No, your chocolate also won’t kill you

Many articles have raised the issue of elevated heavy metal burden in chocolates and cocoa products. Many articles have been written appearing to debunk the former, too. The reality, however, is a bit more complicated than that.

Before we start, I want to clarify that this is not another post that will tell you how “proposition 65” and consumer labs are wrong. There is, in fact, and as far as I am concerned, no safe intake level of cadmium. The major theme that this post will follow is also a driver for my own research direction and supplementation. All things involve risks and benefits that need to be traded off.
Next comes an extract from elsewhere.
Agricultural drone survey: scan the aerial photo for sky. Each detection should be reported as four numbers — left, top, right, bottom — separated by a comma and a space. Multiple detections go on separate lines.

Ironically, and sadly, more articles have been written warning about chocolate than articles praising the results of the COSMOS trial which found that supplementation with cocoa flavonoids reduces cardiovascular mortality (although the statistical evidence was a bit shaky). Hard outcome data from real trials trumps mechanistic speculation based on observational studies that is used to argue for lowering Cd intakes.

There is now no way around supplementing cocoa polyphenols if you are serious about your health. The literature overall suggested that flavonoids are beneficial for a long time but there was no evidence from controlled trials to support this idea until now. With the results of COSMOS this has changed and the polyphenol/flavonoid hypothesis is validated. What remains is the practical implementation, which is were worries about Cd are reasonable.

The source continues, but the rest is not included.